Bonanza for Big Luxury Brands Points to Small, Private Casualties

Listed labels like Hermès and Louis Vuitton have charged past their pre-pandemic sales. The question is who they are taking so much market share from.

By guest author Carol Ryan from the Wall Street Journal

Covid-19 is changing the global luxury-goods industry. Either it will emerge from the crisis much bigger than currently expected, or many privately owned brands are in very bad shape.

On Friday, Birkin handbag maker Hermès said sales in the first half of 2021 were up 77 % compared with the same period last year, at constant exchange rates. Even more eye-catching, revenue was one-third higher than in the equivalent period of 2019.

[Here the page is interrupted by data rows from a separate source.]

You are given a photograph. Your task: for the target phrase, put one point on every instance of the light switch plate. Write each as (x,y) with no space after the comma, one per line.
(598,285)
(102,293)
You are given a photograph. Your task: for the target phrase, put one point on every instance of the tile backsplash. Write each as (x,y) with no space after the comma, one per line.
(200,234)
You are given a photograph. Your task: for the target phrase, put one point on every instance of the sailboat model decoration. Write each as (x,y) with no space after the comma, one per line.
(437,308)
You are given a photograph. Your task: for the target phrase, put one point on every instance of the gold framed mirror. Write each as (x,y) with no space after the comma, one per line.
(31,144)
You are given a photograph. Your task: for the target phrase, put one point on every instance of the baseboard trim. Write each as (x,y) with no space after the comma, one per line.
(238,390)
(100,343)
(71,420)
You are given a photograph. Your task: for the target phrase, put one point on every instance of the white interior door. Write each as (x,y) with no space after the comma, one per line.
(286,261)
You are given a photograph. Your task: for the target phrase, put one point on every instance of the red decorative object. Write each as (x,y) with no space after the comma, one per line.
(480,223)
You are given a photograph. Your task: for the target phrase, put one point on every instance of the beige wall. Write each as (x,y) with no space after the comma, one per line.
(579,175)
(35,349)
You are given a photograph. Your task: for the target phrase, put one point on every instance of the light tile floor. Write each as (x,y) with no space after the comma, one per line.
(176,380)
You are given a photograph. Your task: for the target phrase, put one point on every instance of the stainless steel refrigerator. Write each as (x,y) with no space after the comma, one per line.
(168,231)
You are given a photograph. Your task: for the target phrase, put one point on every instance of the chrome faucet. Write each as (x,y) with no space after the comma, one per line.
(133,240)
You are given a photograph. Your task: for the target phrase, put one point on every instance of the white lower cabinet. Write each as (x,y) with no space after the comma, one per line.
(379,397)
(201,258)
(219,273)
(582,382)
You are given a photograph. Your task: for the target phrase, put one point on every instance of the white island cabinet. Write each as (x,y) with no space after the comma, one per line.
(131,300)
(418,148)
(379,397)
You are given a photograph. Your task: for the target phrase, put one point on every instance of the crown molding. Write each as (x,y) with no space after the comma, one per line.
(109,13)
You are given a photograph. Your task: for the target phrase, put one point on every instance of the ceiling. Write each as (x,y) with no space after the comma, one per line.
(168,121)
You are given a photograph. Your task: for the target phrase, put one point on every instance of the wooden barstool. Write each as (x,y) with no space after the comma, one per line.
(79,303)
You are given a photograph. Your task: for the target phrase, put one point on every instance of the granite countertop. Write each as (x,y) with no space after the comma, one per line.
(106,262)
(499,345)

Racing past pre-Covid sales has been a theme for the biggest European luxury-goods companies this reporting season. Cartier owner Richemont said sales in the three months through June were 22 % ahead of 2019 levels. LVMH and Kering, best known for the Louis Vuitton and Gucci brands, respectively, are also significantly bigger businesses, and in LVMH’s case more profitable. Its first-half operating margin jumped 5.5 percentage points to 26.6% compared with the same time before the crisis.

Consultants at Bain & Company provide the forecasts used most widely by stock analysts who cover the sector. Under its most optimistic scenario, Bain expects the global market for personal luxury goods to be 5% larger in 2021 than it was in 2019. Major brands like Christian Dior, Louis Vuitton and Hermès are expanding sales at multiples of that rate. The estimate may prove too conservative if consumers’ hoarded savings, and cash that would normally be spent on traveling, continue to pour into luxury brands.

An alternative explanation is that a massive land grab is under way. Analysts at Jefferies estimate that LVMH’s share of the global personal luxury-goods market has increased from 10% before the pandemic to around 16% today, although the comparison is partly flattered by the purchase of U.S. jeweler Tiffany.

Certain smaller listed brands are holding their own. Moncler has already exceeded its pre-Covid size. Burberry has too, although just barely. And on Friday, Prada’s Hong Kong-listed shares shot up 12 % after it released numbers late Thursday showing first-half retail sales 8 % ahead of pre-pandemic levels.

But they are exceptions. Publicly traded casualties include Salvatore Ferragamo, Swiss watchmaker Swatch and shoemaker Tod’s, who have all seen their businesses shrink because of the pandemic. And a flurry of recent deals suggests plenty of privately owned brands are being crushed. Etro, Jil Sander and Christian Louboutin have all sold minority or majority stakes in their brands since the crisis hit. Giorgio Armani recently said his namesake brand won’t get back to pre-Covid levels until 2022. The 87-year-old designer has held takeover talks with the Agnelli family’s investment vehicle Exor, according to Reuters.

When it comes to luxury stocks, top quality no longer comes in small or discrete packages. This has been the case for some time, but the pandemic has made it truer.